Август 1941 года. Разрушенная церковь Покрова Божией Матери в Елабуге. На руинах - двое. Марина Цветаева и мальчик-подросток, будущий писатель и поэт Станислав Романовский. Они еще не знают друг друга. Марина рассматривает чудом сохранившиеся фрески. На одной из них Св. Николай Мирликийский удерживает руку палача, занесшего над осужденными свой меч.
Стасик, (перехватив взгляд Марины): Он спасет их, этот святой... Ведь они ни в чем не виноваты!
Марина: А если виноваты?
Стасик: Все равно спасет. Он же - добрый.
Марина: Это Николай Чудотворец. Ты знаешь такого святого?

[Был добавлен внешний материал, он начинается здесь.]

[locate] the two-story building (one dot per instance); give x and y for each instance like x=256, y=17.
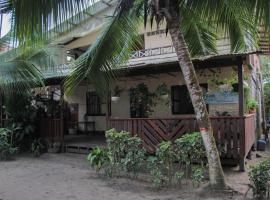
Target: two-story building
x=150, y=98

Стасик: Знаю, мне мама рассказывала.
Марина: Ты молись ему. Всегда надо молиться. Ты - за меня, я - за тебя. Так и спасемся вместе. Тебя как зовут?
Стасик (важно): Стас Романовский. Я из эвакуированных.
Марина: Я тоже из эвакуированных. Мы здесь с сыном. Он постарше тебя. Его Георгием зовут.
Стасик: А вы чем занимаетесь?
Марина: Я - поэт.
Стасик: Поэт... А я думал - поэты другие...
Марина (заинтересованно): Какие же?
Стасик: Ну, как Маяковский! Или как Пушкин. Или эта... Ну, на птицу которая похожа! На фотографии она еще с таким носом!! Как ее?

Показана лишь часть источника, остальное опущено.